AT&T secured an appellate win in securities litigation relating to its former DirecTV Now streaming service. On December 13, the U.S. Court of Appeals for the Second Circuit unanimously affirmed the dismissal with prejudice of a putative securities class action against AT&T and 14 of its current and former directors and officers.
The plaintiffs in Steamfitters Local 449 Pension Plan v. AT&T claimed that from 2016 to 2018, AT&T artificially inflated the number of DirecTV Now subscribers that it publicly reported in its periodic SEC filings, citing confidential witnesses.
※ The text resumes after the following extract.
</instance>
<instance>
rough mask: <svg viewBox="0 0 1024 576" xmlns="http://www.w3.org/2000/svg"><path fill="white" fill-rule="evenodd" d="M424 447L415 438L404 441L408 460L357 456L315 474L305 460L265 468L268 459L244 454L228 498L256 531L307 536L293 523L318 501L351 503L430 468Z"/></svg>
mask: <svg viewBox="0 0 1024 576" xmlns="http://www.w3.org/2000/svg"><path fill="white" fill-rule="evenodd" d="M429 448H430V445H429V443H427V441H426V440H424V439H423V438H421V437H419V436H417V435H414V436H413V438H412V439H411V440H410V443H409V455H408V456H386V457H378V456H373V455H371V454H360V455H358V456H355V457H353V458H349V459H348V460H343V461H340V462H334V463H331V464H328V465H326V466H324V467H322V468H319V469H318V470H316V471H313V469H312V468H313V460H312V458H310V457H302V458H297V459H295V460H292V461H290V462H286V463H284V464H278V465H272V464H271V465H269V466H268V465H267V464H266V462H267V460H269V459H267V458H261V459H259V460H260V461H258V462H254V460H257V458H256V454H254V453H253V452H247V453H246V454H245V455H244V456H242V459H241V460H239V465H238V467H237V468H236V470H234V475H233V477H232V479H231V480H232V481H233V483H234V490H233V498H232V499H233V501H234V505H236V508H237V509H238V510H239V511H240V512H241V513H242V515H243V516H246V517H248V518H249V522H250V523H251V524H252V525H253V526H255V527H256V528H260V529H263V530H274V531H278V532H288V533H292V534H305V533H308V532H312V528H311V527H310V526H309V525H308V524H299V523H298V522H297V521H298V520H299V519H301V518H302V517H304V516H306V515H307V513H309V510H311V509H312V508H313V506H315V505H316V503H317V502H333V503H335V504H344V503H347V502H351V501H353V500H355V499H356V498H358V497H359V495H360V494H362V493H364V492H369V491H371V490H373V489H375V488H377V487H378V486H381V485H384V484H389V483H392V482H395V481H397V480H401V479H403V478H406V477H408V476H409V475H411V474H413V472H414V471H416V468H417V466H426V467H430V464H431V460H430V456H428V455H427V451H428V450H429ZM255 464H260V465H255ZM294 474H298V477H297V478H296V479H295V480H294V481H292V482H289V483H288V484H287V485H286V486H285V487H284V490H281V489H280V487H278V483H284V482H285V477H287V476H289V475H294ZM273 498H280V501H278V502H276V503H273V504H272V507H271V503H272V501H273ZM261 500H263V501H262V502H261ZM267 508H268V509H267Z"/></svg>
They alleged violations of the Exchange Act and also raised Securities Act strict liability claims for Time Warner shareholders who received AT&T stock in the companies’ 2018 merger.
The Second Circuit rejected the plaintiffs’ attempt to generate securities fraud from alleged misconduct by former members of the AT&T salesforce. “Accurately reported data does not become an actionable misrepresentation merely because underlying misconduct may have contributed to the reported numbers,” the panel wrote. In the lower court, the judge found that AT&T’s response to these fraud allegations, which included an internal investigation and employee firings, indicated that the company had “no tolerance for rogue employees who engage in unethical behavior,” and that AT&T “values its integrity and reputation above employee retention.”
The S&C team was led by Bob Sacks, Bill Monahan and Lenny Traps. The three also represented AT&T in the district court. The team included Colin Hill and Austin Mayron.